July 4, 2022

VINDICATING THE SEPARATION OF POWERS:

Dobbs v Jackson: the rediscovery of judicial humility: The majority of the current US Supreme Court exercises restraint in the interpretation of their nation's Constitution (Michael Quinlan, Jul 4, 2022, Mercator Net)

Before discussing the decision in Dobbs, it is useful to start with first principles and consider the proper role of a Court called upon to interpret a nation's constitution.

A Court exercising this power is engaged is a very serious exercise. The constitution of a country sets out the basic law and principles of the nation and how power will be separated between executive, parliamentary and judicial branches. Where the country is a federation, the constitution will also say how power will be divided between Federal and State governments. Those engaged in the drafting have engaged in a debate and ultimately determined what to include and what to exclude from the constitution which has then been ratified.
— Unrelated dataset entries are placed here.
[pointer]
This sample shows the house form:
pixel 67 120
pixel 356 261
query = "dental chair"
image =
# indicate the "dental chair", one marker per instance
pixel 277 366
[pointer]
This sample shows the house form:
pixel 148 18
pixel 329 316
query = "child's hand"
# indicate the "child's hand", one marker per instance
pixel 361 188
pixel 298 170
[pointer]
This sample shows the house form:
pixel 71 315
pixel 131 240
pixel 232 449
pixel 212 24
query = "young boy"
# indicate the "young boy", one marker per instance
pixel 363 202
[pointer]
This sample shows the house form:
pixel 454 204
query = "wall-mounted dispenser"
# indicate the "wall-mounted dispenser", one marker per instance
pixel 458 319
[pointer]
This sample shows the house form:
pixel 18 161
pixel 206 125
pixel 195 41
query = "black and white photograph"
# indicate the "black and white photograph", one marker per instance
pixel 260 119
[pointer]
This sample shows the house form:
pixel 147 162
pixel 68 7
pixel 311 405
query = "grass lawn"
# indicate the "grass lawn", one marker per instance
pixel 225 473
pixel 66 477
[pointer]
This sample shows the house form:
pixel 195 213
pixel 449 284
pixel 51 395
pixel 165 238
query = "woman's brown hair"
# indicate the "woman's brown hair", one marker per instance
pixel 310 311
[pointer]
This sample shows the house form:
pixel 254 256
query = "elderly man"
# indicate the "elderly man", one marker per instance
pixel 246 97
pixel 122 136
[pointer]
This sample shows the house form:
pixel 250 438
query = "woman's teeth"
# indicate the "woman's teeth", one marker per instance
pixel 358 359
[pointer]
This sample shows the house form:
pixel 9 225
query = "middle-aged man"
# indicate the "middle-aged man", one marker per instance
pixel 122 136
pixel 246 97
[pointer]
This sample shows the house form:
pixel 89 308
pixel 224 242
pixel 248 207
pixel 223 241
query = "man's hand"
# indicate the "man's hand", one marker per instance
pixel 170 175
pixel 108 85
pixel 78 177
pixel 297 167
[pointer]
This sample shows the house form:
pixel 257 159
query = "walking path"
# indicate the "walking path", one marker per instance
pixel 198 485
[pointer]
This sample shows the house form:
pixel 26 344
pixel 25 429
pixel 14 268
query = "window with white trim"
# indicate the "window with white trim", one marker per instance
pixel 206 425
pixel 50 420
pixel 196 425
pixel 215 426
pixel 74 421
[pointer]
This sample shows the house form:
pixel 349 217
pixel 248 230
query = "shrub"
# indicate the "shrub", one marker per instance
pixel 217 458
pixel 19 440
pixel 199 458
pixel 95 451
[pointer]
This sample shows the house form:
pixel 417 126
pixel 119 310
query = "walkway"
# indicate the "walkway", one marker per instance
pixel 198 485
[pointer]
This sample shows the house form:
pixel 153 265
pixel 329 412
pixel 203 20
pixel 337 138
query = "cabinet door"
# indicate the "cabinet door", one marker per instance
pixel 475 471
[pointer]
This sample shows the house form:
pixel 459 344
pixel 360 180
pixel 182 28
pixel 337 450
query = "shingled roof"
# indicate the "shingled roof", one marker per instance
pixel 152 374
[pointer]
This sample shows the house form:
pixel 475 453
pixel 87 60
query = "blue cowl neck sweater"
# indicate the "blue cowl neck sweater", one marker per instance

Typically, a constitution can be considered to be a "super statute" because it is superior to other laws and invalidates conflicting laws. It is stable, because it is more difficult to alter than other legislation, and it is justiciable, which means that a court can be asked to rule on constitutionality of legislation.

Constitutions derive their power from the people, and they enjoy this superior status because their creation is not akin to that of ordinary legislation. The US Constitution, for example, was the result of discussion, debate and vote by delegates selected by the then States. On September 17, 1787, 39 of the 55 delegates signed the document which would become the Constitution after the process for its ratification had concluded. This process involved popular debate in the States and required ratification by at least 13 of the State legislatures then forming the union. The Constitution was ratified by Delaware on December 7, 1787 and by all of the then extant States by May 29, 1790.

The US Constitution itself sets out the method for its amendment. This requires that an amendment be proposed by a two-thirds vote of both Houses of Congress. An amendment can also be proposed via a convention called for by two-thirds of the States. Three-fourths of the State legislatures, or three-fourths of conventions called in each State must then ratify the change. Since the original ratification of the Constitution it has been amended 27 times.

The Constitution and the amendments which have been made to it ultimately derive their power from the people. Whilst the power to resolve disputes about the Constitution ultimately resides in SCOTUS, the judges of that Court are not elected by the people, come from few places, have less diverse backgrounds, education and experiences, and are far fewer in number than the representatives of the people elected to the State or Federal parliaments.

It must be tempting for judges in superior courts -- particularly when faced with parliaments unwilling or unable to address social issues -- to use their power to insert rights into constitutions, and particularly where they are clear that doing so will be in the public interest. This appears to be what happened in Roe v Wade in which,the Court found a right to abortion existed in the Constitution.

Yet it is impossible to conclude that anyone involved in the drafting or ratification of the Constitution or amendments to it could have considered that they were creating any such right. In identifying such a right, the Court was involved in an exercise of judicial legislation as the minority judges -- and others -- pointed out at the time.

In Dobbs, SCOTUS found that the 1973 decision in Roe v Wade was "egregiously wrong". This is because it found that the right that the Court there found was not expressly set out in the Constitution and had no grounding in its provisions.